Legislation /

Federal Judge Strikes Down Illinois Assault Weapons Ban

The Judge stated in his opinion that no state may pass any law that violates rights guaranteed under the U.S. Constitution

A federal judge in Illinois has blocked enforcement of the state’s newly-passed assault weapons ban, dealing a temporary blow to officials working to enact stricter gun control measures.

U.S. District Judge Stephen McGlynn issued an injunction, declaring in his opinion that the state’s Protect Illinois Communities Act (PICA) was unconstitutional and inconsistent with the U.S. Supreme Court’s landmark Bruen decision, which greatly expanded firearm ownership rights throughout the U.S.

“Can the senseless crimes of a relative few be so despicable to justify the infringement of the constitutional rights of law-abiding individuals in hopes that such crimes will then abate or, at least, not be as horrific? More specifically, can PICA be harmonized with the Second Amendment of the United States Constitution and with Bruen? That is the issue before this Court,” wrote McGlynn, who was appointed by former President Donald Trump.

“The Supreme Court in Bruen and Heller held that citizens have a constitutional right to own and possess firearms and may use them for self-defense. PICA seems to be written in spite of the clear directives in Bruen and Heller, not in conformity with them,” he added. “Whether well-intentioned, brilliant, or arrogant, no state may enact a law that denies its citizens rights that the Constitution guarantees them. Even legislation that may enjoy the support of a majority of its citizens must fail if it violates the constitutional rights of fellow citizens.”

Legal news publication Jurist explains:

To obtain a preliminary injunction in federal court, the movant must show that (1) they will suffer irreparable harm in the interim prior to a final resolution; (2) there is no adequate remedy at law; and (3) they have a reasonable likelihood of success on the merits.

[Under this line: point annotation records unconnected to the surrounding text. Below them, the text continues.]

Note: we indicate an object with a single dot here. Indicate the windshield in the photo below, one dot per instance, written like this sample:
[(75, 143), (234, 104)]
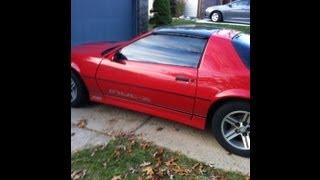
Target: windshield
[(241, 43)]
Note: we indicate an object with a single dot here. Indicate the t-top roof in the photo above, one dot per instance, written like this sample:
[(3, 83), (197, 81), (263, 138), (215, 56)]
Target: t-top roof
[(200, 31)]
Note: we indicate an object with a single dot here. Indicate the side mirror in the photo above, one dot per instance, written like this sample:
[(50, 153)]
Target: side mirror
[(118, 57)]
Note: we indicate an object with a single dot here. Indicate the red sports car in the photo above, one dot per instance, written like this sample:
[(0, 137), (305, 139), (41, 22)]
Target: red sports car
[(193, 75)]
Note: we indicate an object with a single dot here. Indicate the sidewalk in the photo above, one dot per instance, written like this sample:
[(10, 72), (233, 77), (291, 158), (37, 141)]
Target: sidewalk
[(197, 144)]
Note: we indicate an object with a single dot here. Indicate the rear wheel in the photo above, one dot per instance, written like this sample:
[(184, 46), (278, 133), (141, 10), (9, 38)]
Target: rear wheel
[(231, 127), (79, 95), (216, 16)]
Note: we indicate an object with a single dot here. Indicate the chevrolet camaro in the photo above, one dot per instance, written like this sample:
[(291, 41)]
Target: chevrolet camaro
[(191, 74)]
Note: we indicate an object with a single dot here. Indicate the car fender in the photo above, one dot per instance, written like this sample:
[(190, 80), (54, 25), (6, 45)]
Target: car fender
[(75, 67), (233, 93)]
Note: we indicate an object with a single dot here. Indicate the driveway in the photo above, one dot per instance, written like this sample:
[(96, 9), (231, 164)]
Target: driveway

The court ruled that the plaintiffs satisfied all three requirements and that there is a reasonable likelihood that PICA does in fact violate the second amendment.

Illinois officials argue that the assault weapons ban is consistent with historical tradition because neither assault weapons nor high-capacity magazines were in common use when the second amendment was ratified. However, McGlynn said that argument was “bordering on the frivolous” because the U.S. Supreme Court has already ruled that the second amendment extends to firearms that didn’t exist at the time of America’s founding.

Days before, Illinois Northern District Judge Lindsay Jenkins, who was appointed by President Joe Biden, declined to issue the injunction days before, arguing that the government’s interest in public safety outweighs an individual’s constitutional rights.

PICA banned the possession, sale, or manufacture of dozens of firearms defined as “assault weapons.” It also banned magazines that hold ten or more rounds for a rifle and 15 or more rounds for a handgun. The Illinois general assembly passed the bill during a lame duck session earlier this year in January.

McGlynn acknowledged that gun control issues “are highly contentious and provoke strong emotions,” but noted that the state has a “wide array of civil and criminal laws that permit the commitment and prosecution of those who use or may use firearms to commit crimes.”

He also called on police and district attorneys to “take their obligations to enforce these laws seriously.”